Modin now comes with all the dependencies for out of core functionality by default! See the installation page for more information on installing Modin.
Out of core is detected from an environment variable set in bash.
export MODIN_OUT_OF_CORE=true
We also set up a way to tell Modin how much memory you'd like to use. Currently, this only accepts the number of bytes. This can only exceed your memory if you have enabled MODIN_OUT_OF_CORE
.
Warning: Make sure you have enough space in your disk for however many bytes you request for your DataFrame
This limits the amount of memory that Modin can use.
Here is how you set MODIN_MEMORY
:
export MODIN_MEMORY=200000000000 # Set the number of bytes to 200GB
The default for Modin is 8x the memory on the machine.
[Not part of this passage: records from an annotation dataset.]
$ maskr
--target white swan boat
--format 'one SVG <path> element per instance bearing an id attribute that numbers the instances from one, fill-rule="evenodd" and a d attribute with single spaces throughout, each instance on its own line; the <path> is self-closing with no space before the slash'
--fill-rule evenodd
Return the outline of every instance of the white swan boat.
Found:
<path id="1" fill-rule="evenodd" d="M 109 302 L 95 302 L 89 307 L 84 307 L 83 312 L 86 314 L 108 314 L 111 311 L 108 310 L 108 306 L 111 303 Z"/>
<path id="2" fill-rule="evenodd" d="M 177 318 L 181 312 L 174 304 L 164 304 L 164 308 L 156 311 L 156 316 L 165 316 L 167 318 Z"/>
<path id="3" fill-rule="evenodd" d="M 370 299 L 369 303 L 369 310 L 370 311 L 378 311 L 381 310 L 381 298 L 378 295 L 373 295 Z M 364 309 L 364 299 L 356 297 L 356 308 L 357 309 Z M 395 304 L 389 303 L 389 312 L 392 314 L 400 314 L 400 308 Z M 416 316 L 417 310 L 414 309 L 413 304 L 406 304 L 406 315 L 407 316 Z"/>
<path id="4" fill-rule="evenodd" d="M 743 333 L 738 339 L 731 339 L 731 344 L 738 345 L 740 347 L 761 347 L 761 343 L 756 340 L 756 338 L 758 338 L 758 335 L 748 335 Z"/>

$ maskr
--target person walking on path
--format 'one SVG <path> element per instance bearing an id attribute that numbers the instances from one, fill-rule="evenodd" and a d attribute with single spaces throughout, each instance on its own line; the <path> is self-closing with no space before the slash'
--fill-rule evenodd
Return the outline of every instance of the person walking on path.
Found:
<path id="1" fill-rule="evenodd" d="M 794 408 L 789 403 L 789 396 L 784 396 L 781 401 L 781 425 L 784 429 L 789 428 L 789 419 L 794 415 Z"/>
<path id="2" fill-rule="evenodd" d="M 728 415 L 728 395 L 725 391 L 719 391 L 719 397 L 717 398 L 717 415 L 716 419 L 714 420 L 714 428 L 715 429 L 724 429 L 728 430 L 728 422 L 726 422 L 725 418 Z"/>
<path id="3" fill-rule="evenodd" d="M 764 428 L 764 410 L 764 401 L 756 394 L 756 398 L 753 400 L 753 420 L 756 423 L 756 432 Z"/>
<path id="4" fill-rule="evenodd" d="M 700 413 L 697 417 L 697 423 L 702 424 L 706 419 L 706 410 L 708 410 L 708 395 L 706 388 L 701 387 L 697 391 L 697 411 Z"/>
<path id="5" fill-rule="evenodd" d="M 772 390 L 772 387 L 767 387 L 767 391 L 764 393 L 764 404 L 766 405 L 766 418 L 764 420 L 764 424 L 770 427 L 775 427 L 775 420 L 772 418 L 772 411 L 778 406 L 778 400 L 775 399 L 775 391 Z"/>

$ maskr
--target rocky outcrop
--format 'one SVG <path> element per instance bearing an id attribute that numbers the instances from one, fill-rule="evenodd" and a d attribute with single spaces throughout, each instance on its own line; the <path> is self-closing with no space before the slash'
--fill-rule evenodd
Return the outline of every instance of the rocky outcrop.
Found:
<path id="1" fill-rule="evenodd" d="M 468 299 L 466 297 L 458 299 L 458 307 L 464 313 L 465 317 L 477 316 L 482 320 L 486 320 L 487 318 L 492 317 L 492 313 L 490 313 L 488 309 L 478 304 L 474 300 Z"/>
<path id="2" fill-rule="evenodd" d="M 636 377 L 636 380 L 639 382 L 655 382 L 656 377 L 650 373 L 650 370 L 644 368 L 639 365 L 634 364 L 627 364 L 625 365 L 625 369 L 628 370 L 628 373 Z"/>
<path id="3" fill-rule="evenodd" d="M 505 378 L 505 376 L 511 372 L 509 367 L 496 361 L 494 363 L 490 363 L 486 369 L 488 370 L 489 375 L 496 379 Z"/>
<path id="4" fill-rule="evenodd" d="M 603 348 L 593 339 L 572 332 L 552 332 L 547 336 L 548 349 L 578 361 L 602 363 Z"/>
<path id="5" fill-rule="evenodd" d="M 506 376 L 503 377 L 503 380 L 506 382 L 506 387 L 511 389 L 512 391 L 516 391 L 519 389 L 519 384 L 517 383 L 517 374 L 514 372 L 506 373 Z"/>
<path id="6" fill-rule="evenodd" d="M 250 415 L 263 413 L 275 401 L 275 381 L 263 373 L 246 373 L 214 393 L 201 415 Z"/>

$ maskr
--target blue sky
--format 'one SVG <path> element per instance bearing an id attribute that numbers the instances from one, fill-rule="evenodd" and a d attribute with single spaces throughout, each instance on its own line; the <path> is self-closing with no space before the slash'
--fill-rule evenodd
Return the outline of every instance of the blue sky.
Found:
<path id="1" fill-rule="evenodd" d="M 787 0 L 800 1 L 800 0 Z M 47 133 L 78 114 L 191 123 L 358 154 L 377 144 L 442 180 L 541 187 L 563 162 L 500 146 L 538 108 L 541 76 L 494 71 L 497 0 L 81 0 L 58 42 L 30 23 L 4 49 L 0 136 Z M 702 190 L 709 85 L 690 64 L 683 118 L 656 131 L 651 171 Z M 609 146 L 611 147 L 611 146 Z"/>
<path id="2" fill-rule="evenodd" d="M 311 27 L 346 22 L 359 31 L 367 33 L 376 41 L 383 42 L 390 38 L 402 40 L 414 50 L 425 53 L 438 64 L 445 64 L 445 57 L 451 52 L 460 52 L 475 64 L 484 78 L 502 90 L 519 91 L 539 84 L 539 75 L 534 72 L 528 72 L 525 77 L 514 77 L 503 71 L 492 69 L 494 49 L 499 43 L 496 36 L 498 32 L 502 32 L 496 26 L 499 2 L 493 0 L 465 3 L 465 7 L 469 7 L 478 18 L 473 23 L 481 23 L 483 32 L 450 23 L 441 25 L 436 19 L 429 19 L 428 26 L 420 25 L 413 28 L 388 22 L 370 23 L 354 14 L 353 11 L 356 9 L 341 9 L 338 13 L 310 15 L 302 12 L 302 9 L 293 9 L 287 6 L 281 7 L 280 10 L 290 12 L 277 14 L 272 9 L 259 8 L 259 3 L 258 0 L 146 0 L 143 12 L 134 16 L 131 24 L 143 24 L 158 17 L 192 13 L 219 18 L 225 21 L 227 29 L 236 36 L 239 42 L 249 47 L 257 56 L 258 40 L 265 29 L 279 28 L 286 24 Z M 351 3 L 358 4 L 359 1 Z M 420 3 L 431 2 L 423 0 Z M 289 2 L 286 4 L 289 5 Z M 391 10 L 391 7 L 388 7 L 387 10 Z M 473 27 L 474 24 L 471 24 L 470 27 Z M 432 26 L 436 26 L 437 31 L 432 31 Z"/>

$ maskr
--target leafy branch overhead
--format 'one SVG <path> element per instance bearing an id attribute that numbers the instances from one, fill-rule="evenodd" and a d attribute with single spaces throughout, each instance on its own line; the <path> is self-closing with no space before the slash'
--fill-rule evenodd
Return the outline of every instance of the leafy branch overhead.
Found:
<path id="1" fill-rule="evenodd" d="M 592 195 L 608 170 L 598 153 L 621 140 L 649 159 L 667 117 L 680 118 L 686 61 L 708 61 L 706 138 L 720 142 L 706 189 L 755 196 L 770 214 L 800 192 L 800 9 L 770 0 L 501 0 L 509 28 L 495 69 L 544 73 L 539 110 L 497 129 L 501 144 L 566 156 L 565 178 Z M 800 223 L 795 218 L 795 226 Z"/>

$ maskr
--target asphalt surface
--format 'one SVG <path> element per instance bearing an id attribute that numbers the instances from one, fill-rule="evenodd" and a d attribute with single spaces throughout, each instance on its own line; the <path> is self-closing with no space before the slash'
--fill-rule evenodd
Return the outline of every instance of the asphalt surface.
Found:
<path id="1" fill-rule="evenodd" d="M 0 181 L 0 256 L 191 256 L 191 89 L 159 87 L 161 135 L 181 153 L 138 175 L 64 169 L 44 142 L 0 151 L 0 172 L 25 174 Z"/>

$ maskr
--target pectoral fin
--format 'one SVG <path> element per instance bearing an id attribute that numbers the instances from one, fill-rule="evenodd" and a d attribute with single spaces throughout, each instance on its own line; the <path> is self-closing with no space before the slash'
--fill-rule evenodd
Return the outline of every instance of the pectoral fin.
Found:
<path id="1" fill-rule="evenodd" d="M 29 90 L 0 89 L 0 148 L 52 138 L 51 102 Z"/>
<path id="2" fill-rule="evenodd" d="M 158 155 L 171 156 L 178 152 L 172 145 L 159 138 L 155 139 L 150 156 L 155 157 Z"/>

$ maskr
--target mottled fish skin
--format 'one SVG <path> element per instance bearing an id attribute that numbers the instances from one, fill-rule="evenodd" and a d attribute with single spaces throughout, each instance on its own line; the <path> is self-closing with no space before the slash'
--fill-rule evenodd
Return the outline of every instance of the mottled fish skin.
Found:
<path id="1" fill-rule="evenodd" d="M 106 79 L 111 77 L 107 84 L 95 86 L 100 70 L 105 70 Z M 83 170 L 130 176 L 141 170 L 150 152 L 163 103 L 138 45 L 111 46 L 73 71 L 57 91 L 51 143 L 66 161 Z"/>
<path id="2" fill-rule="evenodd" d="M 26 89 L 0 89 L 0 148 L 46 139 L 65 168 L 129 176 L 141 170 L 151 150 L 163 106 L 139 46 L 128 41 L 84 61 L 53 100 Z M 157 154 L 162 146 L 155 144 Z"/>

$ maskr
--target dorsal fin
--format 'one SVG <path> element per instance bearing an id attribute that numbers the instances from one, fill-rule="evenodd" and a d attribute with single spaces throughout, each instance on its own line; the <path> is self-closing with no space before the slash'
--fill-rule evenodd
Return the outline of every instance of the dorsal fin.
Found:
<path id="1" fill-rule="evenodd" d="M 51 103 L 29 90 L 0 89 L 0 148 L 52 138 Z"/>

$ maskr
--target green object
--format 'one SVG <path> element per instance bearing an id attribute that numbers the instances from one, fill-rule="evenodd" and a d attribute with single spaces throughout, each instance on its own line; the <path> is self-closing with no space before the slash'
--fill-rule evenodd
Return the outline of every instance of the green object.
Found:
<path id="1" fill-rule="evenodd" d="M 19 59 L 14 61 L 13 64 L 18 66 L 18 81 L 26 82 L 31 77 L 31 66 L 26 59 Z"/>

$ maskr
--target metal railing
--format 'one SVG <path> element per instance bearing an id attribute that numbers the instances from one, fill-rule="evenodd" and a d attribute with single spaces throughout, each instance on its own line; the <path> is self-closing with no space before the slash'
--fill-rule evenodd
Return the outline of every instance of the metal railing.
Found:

Before you run this, please make sure you follow the instructions listed above.
import modin.pandas as pd
import numpy as np
frame_data = np.random.randint(0, 100, size=(2**20, 2**8)) # 2GB each
df = pd.DataFrame(frame_data).add_prefix("col")
big_df = pd.concat([df for _ in range(20)]) # 20x2GB frames
print(big_df)
nan_big_df = big_df.isna() # The performance here represents a simple map
print(big_df.apply(lambda col: col.sum())) # apply along an entire axis (columns in this case)
This example creates a 40GB DataFrame from 20 identical 2GB DataFrames and performs various operations on them. Feel free to play around with this code and let us know what you think!